さて、まずはわかりやすい安牌な地域を見ていく。
ここでいう安牌な地域とは震災前も後も大差がない地域のことを指す。

・河北総合支所
・桃生総合支所
・河南総合支所

この地域は差が余り少ない。
増減が少ない理由としてはこの地域は石巻の中では内陸に位置し津波の影響をほぼ受けていない地域だからだと推測できる。3つとも震災前の人口は微減しているが、震災後はやや増えている。これは震災後、沿岸部の人間が仮設なども含めて移住してきたからだと考えられる。河南が比較的多く増えているのはより海が近く、仮設の数が他よりも多くあるからだと思われる。
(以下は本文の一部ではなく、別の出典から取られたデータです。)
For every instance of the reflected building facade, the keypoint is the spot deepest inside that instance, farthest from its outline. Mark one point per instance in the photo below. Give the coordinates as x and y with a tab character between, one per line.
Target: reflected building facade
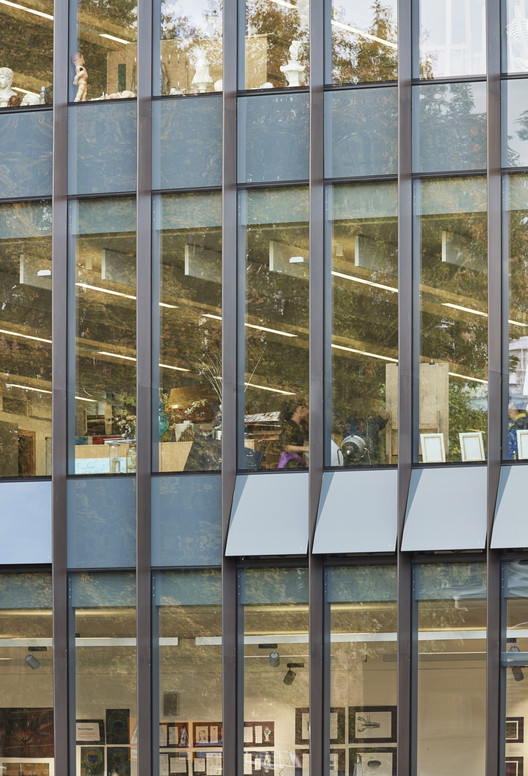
263	387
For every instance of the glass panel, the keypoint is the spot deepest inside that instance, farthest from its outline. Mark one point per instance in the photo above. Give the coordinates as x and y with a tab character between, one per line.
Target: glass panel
514	123
276	44
362	423
25	339
189	241
276	667
104	251
449	130
273	137
452	38
451	243
516	428
514	659
187	143
515	26
26	153
26	655
451	669
103	50
102	148
189	640
190	47
103	623
26	69
363	669
274	263
361	133
364	41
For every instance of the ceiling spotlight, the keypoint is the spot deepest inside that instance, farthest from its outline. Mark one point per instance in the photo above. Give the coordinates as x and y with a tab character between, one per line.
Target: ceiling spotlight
32	661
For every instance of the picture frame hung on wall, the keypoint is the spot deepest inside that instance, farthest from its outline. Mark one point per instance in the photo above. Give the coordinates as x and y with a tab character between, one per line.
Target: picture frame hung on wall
380	761
372	724
472	446
514	766
514	730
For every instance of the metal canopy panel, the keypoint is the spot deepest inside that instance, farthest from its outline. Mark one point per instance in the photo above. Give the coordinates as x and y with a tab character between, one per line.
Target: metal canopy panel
25	524
510	528
357	512
269	515
446	509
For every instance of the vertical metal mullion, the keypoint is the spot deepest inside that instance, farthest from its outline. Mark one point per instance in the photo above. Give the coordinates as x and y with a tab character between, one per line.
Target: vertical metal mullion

次に見ていくのはわかりやすく人口が減っている地域だ。

・荻浜支所
雄勝総合支所
・北上総合支所
・牡鹿総合支所

これらの地域は沿岸部に位置するため、どの地域も津波の被害を大きく受けた地域だ。そのため、人口の流出も増大したことは容易に想像できる。また震災前の推移が共通して他の地域に比べ、減少率が高い点も特徴的だ。もともと人口が減っていた地域が津波の被害で加速度的に流出したことがよくわかる。荻浜支所も深刻だが、地理的に断絶された雄勝地域はより深刻だ。震災前も、震災後も減少率は1位でものすごい勢いで流出していることがわかる。逆に下げ止まりしつつある、牡鹿総合支所は興味深い。何か下げ止まりに寄与する事例があるのだろうか。。

さて、ここからは個別に見て行きたい。

・本庁

本庁はいわゆる旧市街地で石巻市の中でも中心部を指す。このデータを見た時に一番興味深かったのがこの地域だ。なぜかというと、震災前の減少率が中心部よりの稲井、渡波といった比較的中心部に近い"田舎"の地域よりも高かったからだ。中心部の人間がほかの地域よりも減少率が高いというのは興味深い。震災後も減少は加速し、流出が続いていることがわかる。ただし、本庁は管轄が広く、市内で一番人的被害が大きかった門脇・南浜エリアも管轄のためこの地域の影響なのか、比較的被害の少ない市街地から流出しているのかはこの表だけでは分析することは難しい。

・蛇田支所

石巻のトレンドは時代とともに西へ西へうつっている。その今の先端がこの蛇田地区だ。イオン石巻を筆頭に、バイパスなどのお店も充実している。三陸石巻河南ICが通るなど交通の便も比較的よい地域だ。石巻の若い層の中では人気の地域となっている。それがこの表からも読み取れる結果となった。震災前から唯一人の増加があり、震災後は更に増えている。今後イオン石巻そばに大規模な復興公営住宅が建設されるため、その伸びはさらに顕著なものになると予測される。

・稲井支所

稲井支所は震災後大きく人が増えた地域だ。その理由は大規模な仮設団地、南境仮設団地と開成仮設団地を管轄しているからだと考えられる。この仮設は被災地の中でも最大規模となるため、この増加は妥当。そして、今後蛇田の復興公営住宅が建設されるとともに、この割合の大部分がそのまま移動していくと予測できる。

渡波支所

最後に渡波支所だ。この地域も海に隣接しているため直接的な被害を大きく受けた地域だ。それにも関わらず、減少率は少なめで平成26年に至ってはプラスに転じている。理由としては被害が比較的少なかったこともあるが、それよりも牡鹿半島の住民が半島の付け根である渡波地域に移りすんでいる可能性が高いと見ている。牡鹿半島で家をなくした人からすれば、地元にも近く、街なかにも出やすい渡波は比較的住みやすいエリアだと捉えているのではないだろうか。牡鹿半島の各浜の復興とともに、渡波の人口推移を追っていけばその裏付けにもなるはずなので、今後も追っていきたい。